Mr Gormley said he expected the levy to increase in line with the cost of carbon on the EU Emissions Trading Scheme.
This was a reference to the price that member states pay to buy carbon allowances in order to meet their emissions targets.
“It [the carbon tax] will increase progressively and it probably will increase in line with the ETS – that’s the price that we pay for carbon on the emission trading scheme,” Mr Gormley said.
“At the moment, that’s around €14 per tonne.
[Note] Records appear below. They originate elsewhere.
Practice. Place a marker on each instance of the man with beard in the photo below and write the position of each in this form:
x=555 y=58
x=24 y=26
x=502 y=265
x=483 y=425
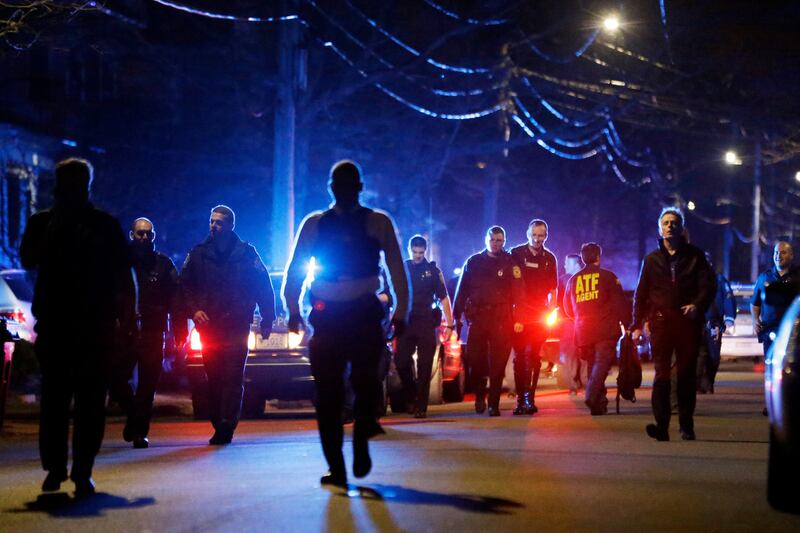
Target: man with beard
x=676 y=286
x=157 y=279
x=84 y=294
x=540 y=273
x=222 y=280
x=489 y=294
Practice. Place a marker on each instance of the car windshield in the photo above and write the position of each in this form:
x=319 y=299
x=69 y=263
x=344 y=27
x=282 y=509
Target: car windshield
x=20 y=286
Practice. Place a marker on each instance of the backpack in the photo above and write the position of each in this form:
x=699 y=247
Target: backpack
x=629 y=377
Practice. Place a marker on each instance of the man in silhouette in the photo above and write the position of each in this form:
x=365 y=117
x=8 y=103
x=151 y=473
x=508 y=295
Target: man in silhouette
x=84 y=292
x=346 y=243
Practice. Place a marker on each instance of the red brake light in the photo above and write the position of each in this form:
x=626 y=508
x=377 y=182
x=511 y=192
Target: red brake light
x=16 y=315
x=194 y=341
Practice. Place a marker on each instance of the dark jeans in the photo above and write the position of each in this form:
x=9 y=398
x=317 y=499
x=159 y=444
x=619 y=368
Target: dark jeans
x=420 y=336
x=345 y=332
x=527 y=359
x=599 y=357
x=147 y=354
x=680 y=336
x=708 y=360
x=224 y=357
x=74 y=367
x=487 y=350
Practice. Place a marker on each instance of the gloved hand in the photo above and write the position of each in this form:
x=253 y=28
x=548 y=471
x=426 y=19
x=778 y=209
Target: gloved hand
x=399 y=326
x=295 y=323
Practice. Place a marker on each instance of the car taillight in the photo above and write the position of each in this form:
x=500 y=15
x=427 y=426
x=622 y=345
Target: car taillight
x=251 y=341
x=295 y=339
x=552 y=318
x=13 y=314
x=194 y=341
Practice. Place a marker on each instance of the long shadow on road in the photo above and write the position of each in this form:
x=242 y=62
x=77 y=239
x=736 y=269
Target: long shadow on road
x=65 y=506
x=465 y=502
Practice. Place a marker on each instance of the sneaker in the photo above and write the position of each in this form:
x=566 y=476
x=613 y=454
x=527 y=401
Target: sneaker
x=53 y=481
x=653 y=431
x=338 y=479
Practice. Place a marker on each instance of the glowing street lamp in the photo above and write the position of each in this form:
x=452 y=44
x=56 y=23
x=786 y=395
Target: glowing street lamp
x=731 y=158
x=611 y=23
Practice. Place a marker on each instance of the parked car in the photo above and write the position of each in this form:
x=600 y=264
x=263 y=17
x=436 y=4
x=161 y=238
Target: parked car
x=276 y=368
x=740 y=340
x=16 y=295
x=782 y=390
x=448 y=377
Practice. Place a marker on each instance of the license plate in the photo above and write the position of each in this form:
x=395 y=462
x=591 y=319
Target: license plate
x=276 y=341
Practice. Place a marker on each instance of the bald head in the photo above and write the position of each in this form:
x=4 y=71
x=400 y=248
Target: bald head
x=783 y=255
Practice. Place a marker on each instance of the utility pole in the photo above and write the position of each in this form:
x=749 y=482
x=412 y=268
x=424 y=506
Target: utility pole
x=755 y=250
x=282 y=220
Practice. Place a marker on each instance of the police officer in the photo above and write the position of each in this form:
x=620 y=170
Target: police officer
x=489 y=289
x=774 y=291
x=720 y=316
x=222 y=280
x=593 y=297
x=346 y=242
x=157 y=279
x=427 y=285
x=540 y=272
x=84 y=292
x=675 y=288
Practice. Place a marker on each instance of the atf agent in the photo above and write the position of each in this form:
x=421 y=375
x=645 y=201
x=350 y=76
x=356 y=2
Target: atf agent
x=346 y=242
x=489 y=289
x=540 y=272
x=427 y=285
x=593 y=297
x=157 y=279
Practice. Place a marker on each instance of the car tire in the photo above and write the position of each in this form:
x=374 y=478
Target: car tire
x=453 y=391
x=782 y=475
x=436 y=395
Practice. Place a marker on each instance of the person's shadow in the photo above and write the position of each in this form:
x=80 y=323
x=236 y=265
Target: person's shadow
x=62 y=505
x=464 y=502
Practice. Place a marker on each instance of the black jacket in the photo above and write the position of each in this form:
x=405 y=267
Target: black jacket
x=157 y=279
x=227 y=286
x=83 y=265
x=667 y=283
x=593 y=297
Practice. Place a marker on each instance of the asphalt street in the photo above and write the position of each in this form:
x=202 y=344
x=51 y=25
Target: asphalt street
x=560 y=470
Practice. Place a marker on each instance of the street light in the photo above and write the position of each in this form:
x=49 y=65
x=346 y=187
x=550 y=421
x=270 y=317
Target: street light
x=611 y=23
x=731 y=158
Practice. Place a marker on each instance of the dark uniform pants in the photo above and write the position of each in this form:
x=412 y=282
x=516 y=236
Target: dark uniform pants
x=345 y=332
x=73 y=368
x=680 y=336
x=599 y=357
x=147 y=354
x=420 y=336
x=527 y=359
x=224 y=363
x=488 y=348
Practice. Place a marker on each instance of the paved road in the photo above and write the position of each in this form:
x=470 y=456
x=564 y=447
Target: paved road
x=456 y=471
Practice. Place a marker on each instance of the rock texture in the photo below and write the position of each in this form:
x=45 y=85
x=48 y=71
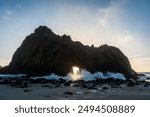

That’s why we’ve put it [the tax] at around €15.”
Mr Gormley was speaking at a press conference to discuss this year’s Carbon Budget, which he announced in the Dáil yesterday.
The two main elements of the document were the carbon levy and the commitment to introduce new “overarching” climate change legislation next year.
Mr Gormley said the rationale of the carbon tax was “to change the relative price of fuels based on CO2 emissions in order to change consumption patterns, encourage fuel efficiency and lead to an improvement in environment quality”. He said the climate change bill would:
Enshrine in law key policies and principles to drive the country’s climate change agenda.
Set ambitious statutory targets including an 80% reduction on 1990 levels of greenhouse gas emissions by 2050.
Establish a new Office of Climate Change to be located in the Environmental Protection Agency.
The Environmental Pillar, a network of environmental groups, welcomed the carbon levy, and said it was essential to initiate “more stringent ‘polluter pays’ policies across the whole economy”.
But the Labour Party accused Mr Gormley of “bottling it” on the proposed climate change legislation.
Labour environment spokeswoman Liz McManus said the bill was simply offering more of the same, and that a new type of governance was needed to drive the issue forward.
“Under the all-party report on climate change law, we proposed that the Taoiseach would take overall responsibility for the climate change project,” said Ms McManus.
“The reality is that unless there is absolute unity of purpose across Government departments, we are not going to reach the goal of a low-carbon economy.”